Is it a game or is it a world?

 

UO is certainly focused on being a world first, and a game second. The social aspects also fall secondary to this. Hence the lack of easy-to-implement, obvious social enhancers such as long-distance communication, embedded mail system, and global chat spaces. All of these things are major social enhancers, but (usually) outside the fiction and reductive of a game OR world experience.

One reason btw why we went with this approach was that a focus on world tends to capture the “explorer” types as Bartle defines them, or in Bettelheim’s terms, encourages open-ended play. Or to put it in other words, having a varied, evolving setting (even though it only evolves in that “middle layer” of NPCs/creatures/economy) encourages roleplay, encourages exploration, encourages alternate styles of achievement, and rewards it with changed circumstances rather than with a milestone.

The problem with “game” style design in a mud setting is that you run out of game. Games are finite. In a fiscal sense, you wanna keep folks around as long as possible, of course, to get their money, and the more “infinite” the game is, the better. Remember that most mudders only play for around 3-6 months, and even dinos tend to give up after 2 years or so.

One reason why there may be so many [“game-oriented” text muds] is that when you beat one, but have not exhausted the desire to play, you must find another, so that you have fresh milestones to conquer. Many muds try to compensate for this by adding levels, races, and other small milestones (beat the game as a thief! Beat it as an elf! We have 10,000 levels–at which point the milestones become insignificant or repetitive enough to be meaningless).

It is difficult for a player of any (using game in a broader sense now, as in game design, as opposed to “game”-style design, boy I hope that made sense) to make the transition between methods of approaching the game. For one thing, not many games have the flexibility to be played in truly different ways. One of the reasons why Sid Meier is a master game designer is that he has a knack for open-ended play that has milestones that can be freely ignored. Yet it is rare to see a Civ player who plays once for conquest and again for cooperation and again for mastery of a particular area and again for social stability etc etc etc… the game design supports it, the individual player does not. But the audience does.
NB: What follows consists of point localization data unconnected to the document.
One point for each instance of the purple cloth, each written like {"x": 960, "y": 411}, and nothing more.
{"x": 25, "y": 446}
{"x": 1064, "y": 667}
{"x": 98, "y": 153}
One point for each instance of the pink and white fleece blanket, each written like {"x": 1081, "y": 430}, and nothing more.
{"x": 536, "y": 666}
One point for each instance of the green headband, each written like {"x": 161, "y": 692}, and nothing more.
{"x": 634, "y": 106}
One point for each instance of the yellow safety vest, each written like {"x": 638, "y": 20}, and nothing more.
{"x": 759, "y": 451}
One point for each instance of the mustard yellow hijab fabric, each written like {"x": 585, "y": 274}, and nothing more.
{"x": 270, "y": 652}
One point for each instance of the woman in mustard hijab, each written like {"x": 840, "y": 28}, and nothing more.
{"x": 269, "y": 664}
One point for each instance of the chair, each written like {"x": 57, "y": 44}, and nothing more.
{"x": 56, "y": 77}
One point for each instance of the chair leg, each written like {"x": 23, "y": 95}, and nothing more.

…It’s great for me to log into [UO] and try to go make a living as a tailor who wants to be a bard, have the character respected and in demand for the character’s skills (everybody wants to look special, so everyone wants custom dyed clothes), be frustrated because there’s a shortage of dyes in town, ponder getting backing to bring a trade caravan into Trinsic to see if I can make a killing on dye pots, and go kill a bear in the woods that I KNOW won’t be there tomorrow. There’s something oddly liberating about how different it feels to take for granted sim-based design rather than static environments. How many of you are working on this sort of thing in a text environment, where it could be pushed so much further than in graphics? (The possibilities boggle the mind there)… I’m curious, because I’d love to see what designs you come up with.